# Proposed method for expanding power outage keywords:

## Forward:
As you are by now aware, our twitter scraping function was designed to seek out keywords which we though were relevant to power outages.  This prefiltering feature was very helpful for cutting through the overwhelming volume of tweets that are posted in the United States each day, and we believed it would increse the proportion of tweets from blackout zones in our data.  

In the current version of our scraping function, data is drawn from twitter on a very limited number of keywords.  Ideally, our keyword vocabulary would be much more expansive, and it would be even better if those keywords were chosen from a corpus of confirmed tweets written from actual blackout events.  

Unfortunately, isolating blackouts based on Twitter data proved very challenging.  Without indepenantly confirmed locations for our tweets, we have not been able to implement the improved keyword selection that we origionally envisioned.  Nevertheless, we believe that improved keywords are imperitive to any future rollout of this project.  In this notebook, we will lay out the theory and practice that we think best for expanding and enriching the keyword vocabulary.

In [1]:
# Libraries:

import pandas as pd
import numpy as np
import time
import gensim

#### The first step in upgrading our keywords is to explore a body of words which we can prove are related to power outages.  

To that end: we will use Gensim and a corpus of Wikipedia articles that we are repurposing here from some earlier classwork.  Our goal is to expand the keywords by disambiguating from words we have chosen that relate to blackouts; this should return a body of words that we may not have even considered

In [4]:
# # Wiki text-data: takes ~ 3 minutes to load:

# t0 = time.time()
# model = gensim.models.KeyedVectors.load_word2vec_format('./lexvec.enwiki+newscrawl.300d.W.pos.vectors')
# print(time.time() - t0)

In [5]:
# My identified terms:

words = ['blackout','power','outage','electric','electricity','electrical','transformer','watt','wattage','arc',
         'circuit','breaker','cable','fault','conductor','fuse','riser','insulator','meter',
         'interruption','maintenance','relay','grid','severe','weather','storm','substation','surge','switch',
         'switchyard','station','transmission','system','lines','line','frequency','voltage']

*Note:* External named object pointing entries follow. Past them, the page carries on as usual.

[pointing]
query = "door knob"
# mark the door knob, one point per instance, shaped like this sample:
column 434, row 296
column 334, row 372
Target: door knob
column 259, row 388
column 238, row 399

## Dictionary of new terms, organized by parent term:

In [6]:
banker = {}
for word in words:
    arr = pd.DataFrame(model.most_similar(word,topn=20),columns=['word','val'])
    arr = arr[arr['val']>.39]
    banker[word] = list(arr.word)
    
banker

NameError: name 'model' is not defined

In [7]:
# Function 2: List Layout:
bank = []
for word in words:
    arr = pd.DataFrame(model.most_similar(word,topn=20),columns=['word','val'])
    arr = arr[arr['val']>.39]
    for i in arr.word:
        bank.append(i)

# Add origional terms to list
for word in words:
    bank.append(word)

#print(bank)

## Next Steps:

As you can see, we now have a working dictionary of far, far more potential keywords.  This is great outcome for a number of reasons.  The first is that we've achieved the desired outcome; tweets could just as easily be scraped from this larger body of keywords as they were from the smaller group we used to generate this new list.  

One unexpected but welcome outcome of generating these new keywords is that some of these keywords are clearly "off theme".  While "electrical" - a term we disambiguated from above - is concievably desirable as a keyword, the terms we generated from it are clearly not.  These terms are all very technical, and are unlikely to appear in a tweet pertaining to a blackout.

The great thing about this is that we could now begin to refine our keywords based on what does or does not appear to work. 

Whatever keywords that we choose to keep at this stage, the next and final stage in our keyword refinement would depend on having a body of confirmed tweets from actual blackouts.  If we had that data, we would now proceed to count vectorize these tweets, and perform a term frequency analysis on that corpus that would help us winnow the useful keywords we gathered from less useful ones.